The United States built the same thing for occupations. ONET, the federal Occupational Information Network, maps skills, tasks, and knowledge across hundreds of jobs, and it's published as linked open data, too. The result is that ONET is embedded across job boards, workforce tools, and labor-market analytics nationwide. No mandate. Just a format that made adoption the path of least resistance.
This is the fork every framework reaches. Without a machine-readable layer, a framework depends on manual interpretation across thousands of institutions and vendors, which produces fragmented alignment at best. At worst, it becomes a "standard" that each platform reads differently, until comparability, the entire point, is gone.
Where adoption actually happens.
Once a framework is structured, the systems that reach learners can do something with it.
In a learning management system, native alignment means an instructor doesn't re-interpret the framework for every course. Outcomes get tagged the same way across programs, analytics become comparable, and when the framework updates, connected courses update with it. The work of alignment happens once, in the platform, instead of thousands of times, by hand.
In a credentialing system, the identifier is what makes a credential portable. A badge that carries the framework's competency identifiers is legible to employers and recognizable to hiring systems anywhere. A badge that carries only a label, "AI Literacy Certificate," means something different at every issuer, and the shared understanding the framework promised dissolves into noise.

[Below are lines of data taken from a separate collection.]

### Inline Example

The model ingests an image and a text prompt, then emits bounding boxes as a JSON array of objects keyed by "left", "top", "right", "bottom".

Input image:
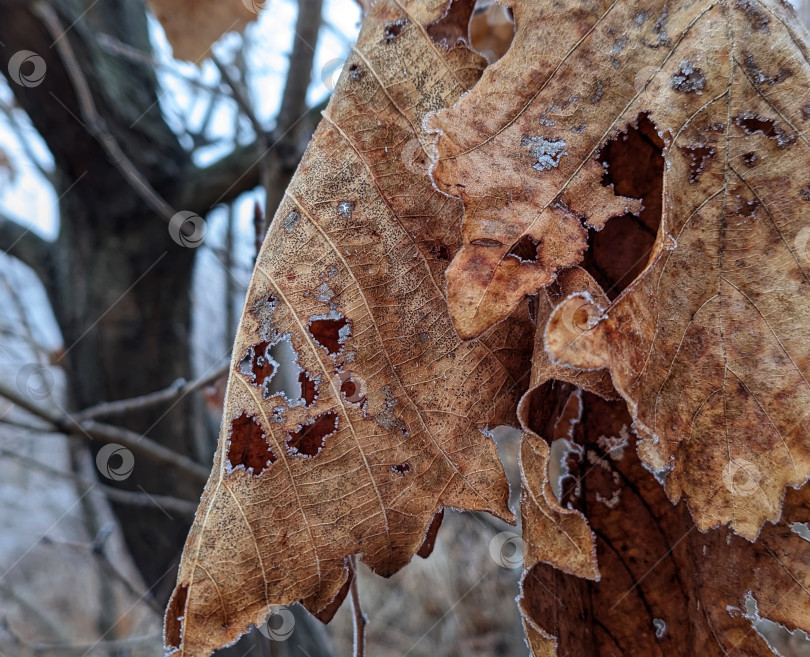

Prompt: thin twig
[
  {"left": 26, "top": 635, "right": 163, "bottom": 655},
  {"left": 0, "top": 449, "right": 197, "bottom": 517},
  {"left": 349, "top": 555, "right": 368, "bottom": 657},
  {"left": 0, "top": 384, "right": 208, "bottom": 481},
  {"left": 211, "top": 53, "right": 267, "bottom": 142},
  {"left": 73, "top": 363, "right": 230, "bottom": 422},
  {"left": 34, "top": 2, "right": 176, "bottom": 221},
  {"left": 48, "top": 523, "right": 164, "bottom": 617}
]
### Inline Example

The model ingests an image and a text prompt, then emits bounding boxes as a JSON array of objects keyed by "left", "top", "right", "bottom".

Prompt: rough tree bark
[{"left": 0, "top": 0, "right": 320, "bottom": 616}]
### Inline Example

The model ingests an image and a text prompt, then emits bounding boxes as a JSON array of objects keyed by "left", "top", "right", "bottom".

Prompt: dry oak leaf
[
  {"left": 536, "top": 1, "right": 810, "bottom": 540},
  {"left": 518, "top": 267, "right": 617, "bottom": 580},
  {"left": 164, "top": 0, "right": 534, "bottom": 656},
  {"left": 519, "top": 381, "right": 810, "bottom": 657},
  {"left": 147, "top": 0, "right": 258, "bottom": 64},
  {"left": 429, "top": 0, "right": 810, "bottom": 539}
]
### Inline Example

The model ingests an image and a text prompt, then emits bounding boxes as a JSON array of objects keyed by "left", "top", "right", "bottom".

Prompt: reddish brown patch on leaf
[
  {"left": 287, "top": 411, "right": 338, "bottom": 456},
  {"left": 164, "top": 584, "right": 188, "bottom": 649},
  {"left": 309, "top": 317, "right": 350, "bottom": 356},
  {"left": 228, "top": 412, "right": 276, "bottom": 476},
  {"left": 298, "top": 372, "right": 318, "bottom": 406},
  {"left": 734, "top": 112, "right": 796, "bottom": 148},
  {"left": 416, "top": 507, "right": 444, "bottom": 559}
]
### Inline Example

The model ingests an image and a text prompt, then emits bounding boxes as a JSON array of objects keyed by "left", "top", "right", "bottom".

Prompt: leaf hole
[
  {"left": 469, "top": 0, "right": 516, "bottom": 64},
  {"left": 425, "top": 0, "right": 475, "bottom": 52},
  {"left": 416, "top": 507, "right": 444, "bottom": 559},
  {"left": 339, "top": 372, "right": 366, "bottom": 404},
  {"left": 583, "top": 112, "right": 664, "bottom": 299},
  {"left": 383, "top": 18, "right": 410, "bottom": 43},
  {"left": 164, "top": 584, "right": 188, "bottom": 650},
  {"left": 228, "top": 411, "right": 276, "bottom": 477},
  {"left": 308, "top": 317, "right": 351, "bottom": 356},
  {"left": 507, "top": 235, "right": 542, "bottom": 262},
  {"left": 391, "top": 461, "right": 411, "bottom": 475},
  {"left": 679, "top": 144, "right": 716, "bottom": 183},
  {"left": 287, "top": 411, "right": 338, "bottom": 457}
]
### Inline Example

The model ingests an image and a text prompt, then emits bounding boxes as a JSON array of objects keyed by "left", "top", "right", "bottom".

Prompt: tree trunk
[{"left": 0, "top": 1, "right": 200, "bottom": 600}]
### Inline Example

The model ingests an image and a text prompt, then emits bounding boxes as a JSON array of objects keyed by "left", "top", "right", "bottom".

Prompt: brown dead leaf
[
  {"left": 429, "top": 0, "right": 810, "bottom": 538},
  {"left": 519, "top": 382, "right": 810, "bottom": 657},
  {"left": 165, "top": 0, "right": 534, "bottom": 656},
  {"left": 147, "top": 0, "right": 258, "bottom": 64}
]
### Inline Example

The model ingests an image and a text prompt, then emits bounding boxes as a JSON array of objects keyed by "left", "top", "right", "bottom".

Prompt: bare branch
[
  {"left": 35, "top": 2, "right": 175, "bottom": 221},
  {"left": 211, "top": 52, "right": 267, "bottom": 142},
  {"left": 0, "top": 384, "right": 208, "bottom": 482},
  {"left": 349, "top": 555, "right": 368, "bottom": 657},
  {"left": 276, "top": 0, "right": 323, "bottom": 132},
  {"left": 0, "top": 449, "right": 197, "bottom": 516},
  {"left": 73, "top": 363, "right": 230, "bottom": 423}
]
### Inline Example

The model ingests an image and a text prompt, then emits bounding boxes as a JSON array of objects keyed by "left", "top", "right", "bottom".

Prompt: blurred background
[{"left": 0, "top": 0, "right": 810, "bottom": 657}]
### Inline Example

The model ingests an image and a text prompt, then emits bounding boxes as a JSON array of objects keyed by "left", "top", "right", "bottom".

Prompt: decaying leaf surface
[
  {"left": 519, "top": 382, "right": 810, "bottom": 657},
  {"left": 147, "top": 0, "right": 256, "bottom": 63},
  {"left": 166, "top": 1, "right": 533, "bottom": 655},
  {"left": 429, "top": 0, "right": 810, "bottom": 538}
]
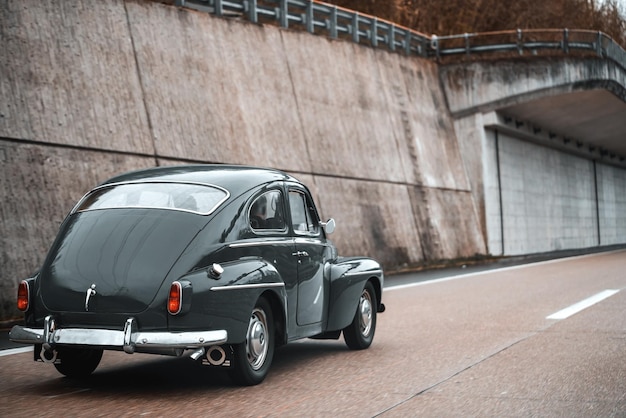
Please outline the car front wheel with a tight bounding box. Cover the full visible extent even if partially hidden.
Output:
[343,282,378,350]
[54,347,102,378]
[232,298,274,386]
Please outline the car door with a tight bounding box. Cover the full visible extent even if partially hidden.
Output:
[288,184,330,326]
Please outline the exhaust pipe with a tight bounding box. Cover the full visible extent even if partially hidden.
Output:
[39,348,58,363]
[206,345,226,366]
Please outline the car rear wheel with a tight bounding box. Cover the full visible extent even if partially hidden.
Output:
[54,347,102,378]
[343,282,378,350]
[232,298,274,386]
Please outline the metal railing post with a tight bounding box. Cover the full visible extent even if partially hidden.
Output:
[387,25,396,51]
[370,18,378,48]
[404,30,412,55]
[430,35,439,59]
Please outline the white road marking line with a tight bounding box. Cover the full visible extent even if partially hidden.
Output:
[546,289,619,319]
[383,250,623,292]
[0,346,33,357]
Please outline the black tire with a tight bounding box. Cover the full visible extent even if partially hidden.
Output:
[54,347,102,378]
[343,282,378,350]
[231,297,275,386]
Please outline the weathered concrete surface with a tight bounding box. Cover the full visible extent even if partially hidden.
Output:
[0,0,153,154]
[0,0,626,321]
[0,141,154,320]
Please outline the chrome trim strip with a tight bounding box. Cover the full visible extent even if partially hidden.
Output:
[210,283,285,292]
[9,324,228,353]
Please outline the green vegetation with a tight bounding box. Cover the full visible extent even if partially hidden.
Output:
[326,0,626,46]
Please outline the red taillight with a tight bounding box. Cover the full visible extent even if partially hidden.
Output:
[17,280,30,312]
[167,282,183,315]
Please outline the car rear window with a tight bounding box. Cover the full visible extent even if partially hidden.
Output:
[74,182,228,215]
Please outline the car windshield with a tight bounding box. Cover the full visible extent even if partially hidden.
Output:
[74,182,228,215]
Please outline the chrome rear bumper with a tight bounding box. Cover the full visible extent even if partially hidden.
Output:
[9,316,228,354]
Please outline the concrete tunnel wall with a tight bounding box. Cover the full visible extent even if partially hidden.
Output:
[0,0,486,320]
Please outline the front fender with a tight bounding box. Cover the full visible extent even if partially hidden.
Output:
[326,257,384,331]
[163,258,287,344]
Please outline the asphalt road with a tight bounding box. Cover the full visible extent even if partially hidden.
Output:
[0,250,626,417]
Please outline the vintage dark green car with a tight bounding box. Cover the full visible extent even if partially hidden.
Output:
[10,165,384,385]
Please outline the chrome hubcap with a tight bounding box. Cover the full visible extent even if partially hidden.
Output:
[359,290,372,337]
[246,308,269,370]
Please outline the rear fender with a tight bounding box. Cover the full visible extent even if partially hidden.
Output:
[326,258,383,332]
[169,258,287,344]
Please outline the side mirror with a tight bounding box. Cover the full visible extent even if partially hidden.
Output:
[320,218,335,234]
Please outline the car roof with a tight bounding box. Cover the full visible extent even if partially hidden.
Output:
[102,164,299,195]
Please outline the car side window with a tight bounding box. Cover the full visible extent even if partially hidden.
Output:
[249,190,285,230]
[289,190,319,234]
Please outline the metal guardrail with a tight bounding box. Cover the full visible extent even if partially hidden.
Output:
[174,0,626,70]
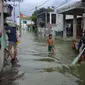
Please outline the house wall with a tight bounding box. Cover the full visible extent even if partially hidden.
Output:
[0,10,4,71]
[17,18,34,29]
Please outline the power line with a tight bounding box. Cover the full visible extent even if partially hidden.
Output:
[21,0,50,12]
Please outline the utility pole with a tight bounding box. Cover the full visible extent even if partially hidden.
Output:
[14,0,16,24]
[45,12,47,28]
[19,2,22,36]
[35,6,38,27]
[0,0,4,70]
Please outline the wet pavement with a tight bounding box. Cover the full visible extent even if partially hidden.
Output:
[0,33,85,85]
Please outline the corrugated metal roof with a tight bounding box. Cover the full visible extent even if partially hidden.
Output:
[57,1,85,13]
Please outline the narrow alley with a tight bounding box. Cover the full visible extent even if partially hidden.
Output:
[0,32,85,85]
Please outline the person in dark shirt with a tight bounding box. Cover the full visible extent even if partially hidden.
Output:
[4,23,17,62]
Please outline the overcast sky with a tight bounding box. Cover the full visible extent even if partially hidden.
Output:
[12,0,79,18]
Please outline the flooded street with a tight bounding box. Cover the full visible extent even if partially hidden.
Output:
[0,33,85,85]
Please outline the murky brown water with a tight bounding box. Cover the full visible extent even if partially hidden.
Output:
[0,33,85,85]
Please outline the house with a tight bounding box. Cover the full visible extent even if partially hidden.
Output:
[56,0,85,40]
[17,15,34,30]
[37,12,57,36]
[0,0,13,71]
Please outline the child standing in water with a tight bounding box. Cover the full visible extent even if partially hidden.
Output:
[47,34,54,55]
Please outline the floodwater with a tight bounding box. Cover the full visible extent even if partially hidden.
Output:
[0,33,85,85]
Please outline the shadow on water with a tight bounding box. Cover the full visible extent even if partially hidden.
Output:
[0,67,24,85]
[42,64,85,85]
[34,58,55,62]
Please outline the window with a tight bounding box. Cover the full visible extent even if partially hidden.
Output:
[51,14,56,24]
[23,21,27,24]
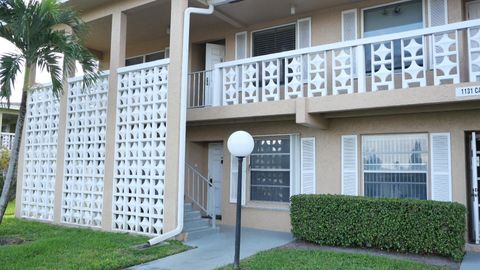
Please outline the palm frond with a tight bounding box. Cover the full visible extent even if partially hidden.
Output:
[0,53,24,105]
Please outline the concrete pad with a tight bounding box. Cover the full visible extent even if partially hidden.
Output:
[460,252,480,270]
[129,226,293,270]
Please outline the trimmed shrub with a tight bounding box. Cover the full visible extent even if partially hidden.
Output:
[290,195,466,261]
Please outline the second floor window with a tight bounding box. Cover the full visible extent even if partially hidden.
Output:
[252,24,296,56]
[363,0,423,72]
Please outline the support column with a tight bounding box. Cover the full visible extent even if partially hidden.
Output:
[53,77,69,224]
[102,11,127,231]
[163,0,188,232]
[15,67,37,218]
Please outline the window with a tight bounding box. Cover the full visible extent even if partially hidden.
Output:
[362,134,428,200]
[125,51,165,66]
[363,0,423,72]
[252,24,296,56]
[250,136,291,202]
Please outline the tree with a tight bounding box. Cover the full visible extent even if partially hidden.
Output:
[0,0,99,224]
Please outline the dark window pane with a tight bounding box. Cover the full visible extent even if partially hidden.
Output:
[252,24,296,56]
[125,56,143,66]
[364,173,427,200]
[145,52,165,62]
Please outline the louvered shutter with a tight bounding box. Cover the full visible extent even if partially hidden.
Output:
[165,47,170,58]
[230,156,247,205]
[235,32,248,59]
[300,137,316,194]
[297,17,312,49]
[342,9,357,41]
[430,133,452,201]
[342,135,358,196]
[428,0,448,26]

None of this requires a framework to be complex. It requires it to be structured: each competency assigned a stable identifier, the full taxonomy available in importable formats, and explicit crosswalks to the infrastructure that already exists, ESCO and O*NET, plus the other frameworks already in use.
The cost of skipping this is quiet fragmentation.
Without machine-readability, the pattern is predictable. Institutions implement by hand, or not at all. Vendors build their own interpretations. Credentials multiply without comparability. Employers stop trusting the signal. The framework becomes a reference the field cites but doesn't systematically use. With this many frameworks already in circulation, each new PDF doesn't reduce the confusion. It adds another dialect to it.
This isn't a failure of content or intent. It's a failure of format, and it lands hardest where capacity is thinnest. Well-resourced universities and large employers can interpret dense guidance by hand, and they will. Community colleges, workforce programs, and apprenticeships, which serve the learners who most need a portable AI literacy credential, are left to improvise. Machine-readability is what turns a document the strong can implement into infrastructure everyone can adopt.
What the next step looks like.
The ask is concrete and well within reach. Every framework author, the EU-OECD initiative first among them given its reach, should publish a structured implementation package alongside the PDF: a machine-readable version in which each competency carries a stable identifier, the full taxonomy is available in standard formats, and explicit crosswalks connect it to ESCO, O*NET, and the major frameworks already in use.
This needs no new program and no significant funding. It means treating a framework as public data infrastructure, which is exactly what ESCO and O*NET already are.
We don't need another framework. We need the ones we already have to be usable by the systems that decide whether a learner's AI literacy ever counts. The content is written. The infrastructure step is next.